La validité des bons de livraison, et des commandes de matériel n’étant pas rapportée, CEF fait défaut dans l’administration de la preuve de ses créances. La légitimité des créances n’est nullement établie. Les factures, à elles seules, ne peuvent constituer un moyen de preuve compte tenu du principe de « Nul ne peut se constituer une preuve à soi-même »
Le tribunal retiendra uniquement les montants des bons de livraisons signés, dont les signatures sont reconnues par M. [G], et admises par le tribunal.
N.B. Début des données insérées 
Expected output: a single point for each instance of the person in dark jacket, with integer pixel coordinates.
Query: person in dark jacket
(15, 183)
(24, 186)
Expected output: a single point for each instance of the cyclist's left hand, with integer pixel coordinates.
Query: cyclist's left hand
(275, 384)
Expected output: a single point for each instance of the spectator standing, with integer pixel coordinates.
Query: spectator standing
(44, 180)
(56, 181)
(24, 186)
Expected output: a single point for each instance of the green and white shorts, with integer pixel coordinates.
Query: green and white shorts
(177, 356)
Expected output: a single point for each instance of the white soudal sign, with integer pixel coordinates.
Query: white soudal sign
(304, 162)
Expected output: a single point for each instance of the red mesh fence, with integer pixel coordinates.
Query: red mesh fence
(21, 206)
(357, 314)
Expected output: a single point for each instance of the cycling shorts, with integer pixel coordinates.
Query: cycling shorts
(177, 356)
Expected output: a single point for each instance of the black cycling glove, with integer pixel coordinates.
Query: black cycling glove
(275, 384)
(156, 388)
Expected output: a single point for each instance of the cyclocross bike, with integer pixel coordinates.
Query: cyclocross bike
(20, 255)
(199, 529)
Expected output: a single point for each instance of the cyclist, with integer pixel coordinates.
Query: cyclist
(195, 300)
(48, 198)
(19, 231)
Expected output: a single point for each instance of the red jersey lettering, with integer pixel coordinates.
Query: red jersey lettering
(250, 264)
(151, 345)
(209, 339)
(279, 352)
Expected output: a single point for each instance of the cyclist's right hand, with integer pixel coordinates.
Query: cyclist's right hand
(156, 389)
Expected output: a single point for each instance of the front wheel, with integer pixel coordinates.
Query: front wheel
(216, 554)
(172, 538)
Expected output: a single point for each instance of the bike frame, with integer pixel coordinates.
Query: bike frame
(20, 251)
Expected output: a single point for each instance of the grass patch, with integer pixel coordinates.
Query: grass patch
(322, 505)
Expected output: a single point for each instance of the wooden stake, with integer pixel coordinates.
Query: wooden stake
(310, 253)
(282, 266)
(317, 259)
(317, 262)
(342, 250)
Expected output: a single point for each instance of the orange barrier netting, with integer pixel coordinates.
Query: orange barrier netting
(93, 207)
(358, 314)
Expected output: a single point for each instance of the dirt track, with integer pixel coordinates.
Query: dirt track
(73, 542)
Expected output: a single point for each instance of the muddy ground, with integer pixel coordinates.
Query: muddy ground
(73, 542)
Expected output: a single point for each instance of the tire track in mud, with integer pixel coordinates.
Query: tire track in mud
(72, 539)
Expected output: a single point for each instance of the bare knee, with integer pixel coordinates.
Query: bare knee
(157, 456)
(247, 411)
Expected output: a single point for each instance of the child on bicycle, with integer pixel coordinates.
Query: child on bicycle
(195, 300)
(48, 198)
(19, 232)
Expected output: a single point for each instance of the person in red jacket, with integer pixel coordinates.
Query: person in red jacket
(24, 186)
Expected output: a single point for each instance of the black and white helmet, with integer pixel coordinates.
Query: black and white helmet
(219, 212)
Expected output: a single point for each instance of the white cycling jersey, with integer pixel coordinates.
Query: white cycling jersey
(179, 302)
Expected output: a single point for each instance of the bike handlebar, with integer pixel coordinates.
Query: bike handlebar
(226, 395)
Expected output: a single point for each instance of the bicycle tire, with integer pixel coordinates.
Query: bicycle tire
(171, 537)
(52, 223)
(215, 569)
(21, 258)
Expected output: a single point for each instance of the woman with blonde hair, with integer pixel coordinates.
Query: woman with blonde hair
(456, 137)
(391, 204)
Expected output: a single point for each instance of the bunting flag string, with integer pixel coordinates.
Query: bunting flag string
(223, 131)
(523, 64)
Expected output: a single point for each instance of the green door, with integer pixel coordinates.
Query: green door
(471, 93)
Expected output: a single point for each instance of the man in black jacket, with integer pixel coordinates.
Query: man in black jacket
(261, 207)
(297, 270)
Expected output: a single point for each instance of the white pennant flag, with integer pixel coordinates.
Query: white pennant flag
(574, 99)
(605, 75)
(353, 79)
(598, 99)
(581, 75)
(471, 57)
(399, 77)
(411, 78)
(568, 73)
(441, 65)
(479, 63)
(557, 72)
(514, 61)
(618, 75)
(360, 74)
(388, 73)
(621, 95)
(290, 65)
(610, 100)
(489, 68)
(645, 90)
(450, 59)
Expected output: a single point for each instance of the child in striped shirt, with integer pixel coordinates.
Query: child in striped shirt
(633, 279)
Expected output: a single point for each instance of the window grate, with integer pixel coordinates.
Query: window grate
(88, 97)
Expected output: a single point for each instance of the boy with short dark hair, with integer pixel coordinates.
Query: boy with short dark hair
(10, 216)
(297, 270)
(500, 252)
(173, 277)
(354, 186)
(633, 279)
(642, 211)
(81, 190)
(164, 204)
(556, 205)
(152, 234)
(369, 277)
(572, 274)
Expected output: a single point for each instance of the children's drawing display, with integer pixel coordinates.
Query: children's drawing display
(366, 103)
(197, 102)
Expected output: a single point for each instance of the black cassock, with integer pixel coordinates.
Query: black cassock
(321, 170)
Le tribunal déclarera seule la créance totale de 230,07 € certaine liquide et exigible.
En conséquence, le tribunal condamnera la SARLU [G] BATIMENT à payer à la SAS COMPTOIR ELECTRIQUE FRANÇAIS la somme de 230,07 € assortie des intérêts au taux appliqué par la BCE à son opération de refinancement majoré de 10 points de pourcentage à compter de la mise en demeure du 15 mars 2024, avec anatocisme déboutant du surplus de la demande,
Sur l’indemnité forfaitaire de recouvrement :
L’article L441-10 du code de commerce instaure une indemnité forfaitaire de recouvrement, qui est de droit. Le décret n°2012-1115 fixe le montant de cette indemnité à 40 € par facture impayée. CEF justifie aux débats d’une facture impayée, représentant alors une indemnité de 40 €,
En conséquence, le tribunal condamnera la SARLU [G] BATIMENT à payer à la SAS COMPTOIR ELECTRIQUE FRANÇAIS la somme de 40 € au titre de l’indemnité de recouvrement, déboutant du surplus de sa demande,
Sur l’application de l’article 700 du code de procédure civile :
En raison de la nature de la présente affaire, et du montant final de la créance retenu par le tribunal, chacune des parties conservera à sa charge les frais au titre de l’article 700 du code de procédure civile :
En conséquence le tribunal déboutera chacune des parties de leur demande au titre de l’article 700 du code de procédure civile,
✓ Sur les dépens
La SARLU [G] BATIMENT et CEF seront condamnées à supporter par moitié les dépens de l’instance.
PAR CES MOTIFS,
Le tribunal après en avoir délibéré, statuant par jugement contradictoire, en premier ressort :
Déclare recevable la demande d’opposition à injonction de payer,
Condamne la SARLU [G] BATIMENT à payer à la SAS COMPTOIR ELECTRIQUE FRANÇAIS la somme de 230,07 € assortie des intérêts au taux appliqué par la BCE à son opération de refinancement majoré de 10 points de pourcentage à compter de la mise en demeure du 15 mars 2024 avec anatocisme,
Condamne la SARLU [G] BATIMENT à payer à la SAS COMPTOIR ELECTRIQUE FRANÇAIS la somme de 40 € au titre de l’indemnité de recouvrement,
Déboute chacune des parties au titre de l’article 700 du code de procédure civile,
Rappelle que l’exécution provisoire est de droit,
Condamne la SARLU [G] BATIMENT et La SAS COMPTOIR ELECTRIQUE FRANÇAIS pour moitié aux dépens.
Liquide les dépens du greffe à la somme de 101,12 euros, dont TVA 16,85 euros.
Délibéré par Messieurs Laurent Bubbe, président du délibéré, Roland Gouterman et Madame Claire Nourry, (M. GOUTERMAN Roland étant juge chargé d’instruire l’affaire).
Le présent jugement est mis à disposition au greffe de ce tribunal, les parties en ayant été préalablement avisées verbalement lors des débats dans les conditions prévues au deuxième alinéa de l’article 450 du code de procédure civile.
La minute du jugement est signée électroniquement par le président du délibéré et le greffier.